Tuesday, July 07, 2009

NEANDERTHAL FOSSIL FOUND IN THE NORTH SEA

Chris Stringer, well known Neanderthal specialist, has said of this find that studying the landscape beneath the North Sea is crucial for a better understanding of prehistoric movements of humans into the British Isles.

"We have Neanderthals at Lynford (in Norfolk) 60,000 years ago, though we only have stone tools. This specimen might indeed be the kind of Neanderthal that was crossing into Norfolk around that time. It will help us understand our British sequence when we can much more precisely map what's under the North Sea," he said.

Professor Hublin, involved in the study, said the individual was living at the extreme edge of the Neanderthals' northern range, where the relatively cold environment would have challenged their capabilities to the limit.

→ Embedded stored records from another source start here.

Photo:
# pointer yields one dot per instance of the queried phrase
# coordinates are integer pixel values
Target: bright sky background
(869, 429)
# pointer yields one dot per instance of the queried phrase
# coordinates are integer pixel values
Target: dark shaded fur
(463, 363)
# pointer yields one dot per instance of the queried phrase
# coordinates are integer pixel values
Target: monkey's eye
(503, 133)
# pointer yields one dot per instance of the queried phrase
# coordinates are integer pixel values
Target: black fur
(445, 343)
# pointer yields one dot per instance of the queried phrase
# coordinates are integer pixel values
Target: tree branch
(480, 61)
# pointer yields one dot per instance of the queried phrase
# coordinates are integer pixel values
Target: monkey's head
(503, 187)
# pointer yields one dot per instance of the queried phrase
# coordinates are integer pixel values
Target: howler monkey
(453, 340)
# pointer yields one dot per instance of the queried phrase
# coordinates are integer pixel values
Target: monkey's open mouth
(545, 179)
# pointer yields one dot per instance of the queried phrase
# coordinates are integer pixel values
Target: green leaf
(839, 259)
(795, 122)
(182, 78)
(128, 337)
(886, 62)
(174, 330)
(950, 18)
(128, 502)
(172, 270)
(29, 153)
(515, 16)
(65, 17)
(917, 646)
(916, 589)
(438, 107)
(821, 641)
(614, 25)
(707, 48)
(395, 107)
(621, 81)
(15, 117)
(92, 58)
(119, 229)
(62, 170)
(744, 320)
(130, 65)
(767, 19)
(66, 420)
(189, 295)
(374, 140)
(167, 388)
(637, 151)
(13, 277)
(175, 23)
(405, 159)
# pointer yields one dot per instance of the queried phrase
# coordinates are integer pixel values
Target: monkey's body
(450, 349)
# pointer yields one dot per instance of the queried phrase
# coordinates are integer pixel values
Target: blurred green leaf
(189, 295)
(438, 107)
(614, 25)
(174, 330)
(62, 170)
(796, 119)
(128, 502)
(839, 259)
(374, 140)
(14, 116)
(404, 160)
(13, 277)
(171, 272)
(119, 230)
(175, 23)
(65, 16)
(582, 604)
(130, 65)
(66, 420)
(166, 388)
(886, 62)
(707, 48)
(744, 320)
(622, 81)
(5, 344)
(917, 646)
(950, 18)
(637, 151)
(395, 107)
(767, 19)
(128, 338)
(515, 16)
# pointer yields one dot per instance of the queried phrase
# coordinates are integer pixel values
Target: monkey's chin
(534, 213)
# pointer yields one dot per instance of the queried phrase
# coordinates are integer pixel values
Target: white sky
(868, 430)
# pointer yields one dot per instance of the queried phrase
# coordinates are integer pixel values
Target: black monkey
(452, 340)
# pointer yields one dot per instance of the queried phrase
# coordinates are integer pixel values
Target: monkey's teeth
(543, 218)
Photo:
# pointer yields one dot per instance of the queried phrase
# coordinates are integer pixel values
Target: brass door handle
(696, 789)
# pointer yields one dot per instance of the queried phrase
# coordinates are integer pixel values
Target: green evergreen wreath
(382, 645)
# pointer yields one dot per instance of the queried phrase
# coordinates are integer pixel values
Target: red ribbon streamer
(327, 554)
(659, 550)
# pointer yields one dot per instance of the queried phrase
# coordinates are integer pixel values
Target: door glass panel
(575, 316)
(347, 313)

Neanderthal remains have been found at only two sites this far north.

"What we have here is a marginal population, probably with low numbers of people," Professor Hublin explained.

"It's quite fascinating to see that these people were able to cope with the
environment and be so successful in an ecological niche which was not the initial niche for humans."

While these hunting grounds would at times have provided plentiful sources of meat for a top carnivore, Neanderthals living in these areas would also have been at the mercy of fluctuations in the numbers of big game animals.